🤖 AI Summary
This study investigates whether prompt engineering alone can approach the performance of fine-tuned large language models on Ukrainian minimal-edit grammatical error correction (GEC). We systematically evaluate twelve large language models—including eleven commercial systems and one open-source Ukrainian-specific model—using zero-shot and few-shot prompting, minimal-edit constraints, and model-assisted prompt optimization, enhanced with linguistically informed instructions grounded in Ukrainian grammar. Our work provides the first comprehensive validation of prompt engineering’s efficacy for Ukrainian GEC, revealing its strong dependence on prompt language and identifying five distinct overcorrection patterns tied to Ukrainian linguistic characteristics. The best-performing configuration, Gemini 1.5 Pro, achieves an F0.5 score of 69.22 on the UNLP 2023 benchmark, closing over 90% of the performance gap with the current fine-tuned state-of-the-art model.
📝 Abstract
Fine-tuned Large Language Models (LLMs) dominate in Ukrainian grammatical error correction (GEC), while API-accessed LLMs remain nearly untested on minimal-edit benchmarks. We evaluate 11 commercial LLMs from four providers and one open-source Ukrainian model on the UNLP 2023 GEC-only benchmark, comparing zero-shot, few-shot, minimal-edits, and LLM-assisted prompt optimization strategies. Our best configuration (Gemini 3.1-Pro) reaches F0.5=69.22, closing over 90% of the gap to fine-tuned SOTA (F0.5=73.14).
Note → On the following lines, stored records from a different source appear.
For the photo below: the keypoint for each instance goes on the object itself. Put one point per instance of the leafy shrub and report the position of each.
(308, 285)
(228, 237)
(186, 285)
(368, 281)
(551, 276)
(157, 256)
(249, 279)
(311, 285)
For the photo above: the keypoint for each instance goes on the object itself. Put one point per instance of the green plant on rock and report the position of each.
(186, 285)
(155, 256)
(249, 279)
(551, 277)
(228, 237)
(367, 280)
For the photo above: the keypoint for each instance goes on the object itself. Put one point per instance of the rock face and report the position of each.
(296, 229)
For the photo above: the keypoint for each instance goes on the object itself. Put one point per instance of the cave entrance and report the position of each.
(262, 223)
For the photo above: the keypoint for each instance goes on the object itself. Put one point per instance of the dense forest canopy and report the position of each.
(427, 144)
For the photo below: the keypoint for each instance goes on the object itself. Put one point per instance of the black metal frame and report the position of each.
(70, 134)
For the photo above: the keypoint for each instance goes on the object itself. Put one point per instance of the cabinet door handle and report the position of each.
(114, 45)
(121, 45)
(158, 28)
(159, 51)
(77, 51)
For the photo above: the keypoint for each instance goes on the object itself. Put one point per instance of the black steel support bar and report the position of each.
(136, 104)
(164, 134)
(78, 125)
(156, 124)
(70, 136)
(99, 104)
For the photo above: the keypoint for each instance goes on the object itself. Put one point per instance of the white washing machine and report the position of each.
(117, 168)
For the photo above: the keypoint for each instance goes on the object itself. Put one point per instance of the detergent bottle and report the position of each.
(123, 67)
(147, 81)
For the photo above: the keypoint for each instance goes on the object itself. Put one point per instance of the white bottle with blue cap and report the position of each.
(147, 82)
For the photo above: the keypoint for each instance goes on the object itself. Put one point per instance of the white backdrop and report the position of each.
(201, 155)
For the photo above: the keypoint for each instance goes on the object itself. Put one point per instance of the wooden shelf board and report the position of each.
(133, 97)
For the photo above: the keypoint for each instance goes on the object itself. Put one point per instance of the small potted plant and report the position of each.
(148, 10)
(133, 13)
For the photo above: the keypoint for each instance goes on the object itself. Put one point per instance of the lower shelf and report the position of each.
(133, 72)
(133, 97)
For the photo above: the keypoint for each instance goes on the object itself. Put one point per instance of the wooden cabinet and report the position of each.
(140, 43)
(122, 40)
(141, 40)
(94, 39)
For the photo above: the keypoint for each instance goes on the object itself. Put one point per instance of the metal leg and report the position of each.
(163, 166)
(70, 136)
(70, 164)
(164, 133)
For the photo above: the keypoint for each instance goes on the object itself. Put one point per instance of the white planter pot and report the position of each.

For zero-shot prompts, only Claude models benefit from Ukrainian instructions. However, the best overall results for all models use Ukrainian minimal-edits prompts, whose language-specific rules require Ukrainian to express precisely. LLM-assisted prompt optimization on top of minimal-edits + few-shot achieves the highest score. Detailed minimal-edits instructions yield the largest gains for punctuation and case errors but cause the model to abandon several low-frequency categories. Delving into error analysis, we identify five recurring overcorrection patterns tied to Ukrainian-specific linguistic phenomena. Code, prompts, and outputs are publicly available.